The infighting comes at a time of major political upheaval for Bangladesh. Forum had also complained about the handing over of the trade group’s reins in the wake of SM Mannan Kochi’s resignation as president in August. Kochi, who also served as general secretary of the Dhaka City North arm of the Awami League, Bangladesh’s then-ruling party, had left the country after then-prime minister Sheikh Hasina’s downfall was accompanied by an escalation of mob violence against members of her government. While BGMEA vice president Khandoker Rafiqul Islam, who also served as acting president during Kochi’s absence, quickly moved up to the helm, it was a succession that some saw as irregular.

Members also cast doubt on whether the existing board could navigate Bangladesh’s tentpole industry—which is responsible for nearly 85 percent of the country’s exports—through the myriad financial, economic, production, labor and logistical crises that have bedeviled it since the student-led democratic movement challenged, then overthrew, the Awami League’s iron-fisted rule in July. Orders for what used to be the world’s second-largest garment exporter after China have collapsed as brands and retailers pursue stability in increasingly uncertain times.

But Hossain’s critics, who met in Chittagong last week, have bristled at what they said was the administrator’s “overstep” of the scope of his responsibilities by instituting reforms he wasn’t supposed to and by hiring external law firms when the BGMEA has in-house legal representation. They hit out, in particular, at a Dec. 30 notice that asked members to submit their renewal applications for BGMEA membership, along with updated trade and factory licenses and income tax certificates, by Jan. 31.

“Nowhere in the 2022 Trade Organization Act, the 1994 Trade Organization Rules and BGMEA’s own memorandum and articles of association is it stated that a DIFE certificate is required for membership renewal,” SM Nurul Haque, managing director of Shagore Garments and a former BGMEA first vice president, wrote in a letter to members, dated Jan. 2., that used the acronym for the Department of Inspection for Factories and Establishments. “In this case, giving time until Jan. 31 is not appropriate in any way. BGMEA members renew their membership at a time convenient to them throughout the year. For example, if a member obtains BGMEA membership in December, why would they renew their membership again by Jan. 31?”

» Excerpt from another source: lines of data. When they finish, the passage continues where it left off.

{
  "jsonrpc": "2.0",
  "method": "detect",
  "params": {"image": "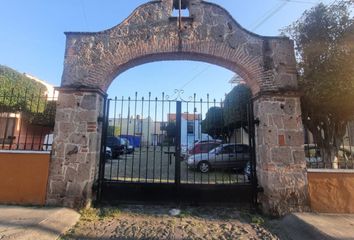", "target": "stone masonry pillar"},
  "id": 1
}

[254,94,309,216]
[46,88,105,207]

Even so, Ali said it was the administrator and his support committee’s job to reform the member rolls and election procedures, ensuring that only “legitimate” manufacturers and exporters can exercise the right to vote and, in so doing, form a board that is beyond reproach as it aids in the sector’s recovery.

“This is the core issue: The administrator is trying to ensure we have an actual count of members and only those licensed by the government are counted as members,” he said. “Those who don’t have the licenses are now worried they’ll lose voting rights.”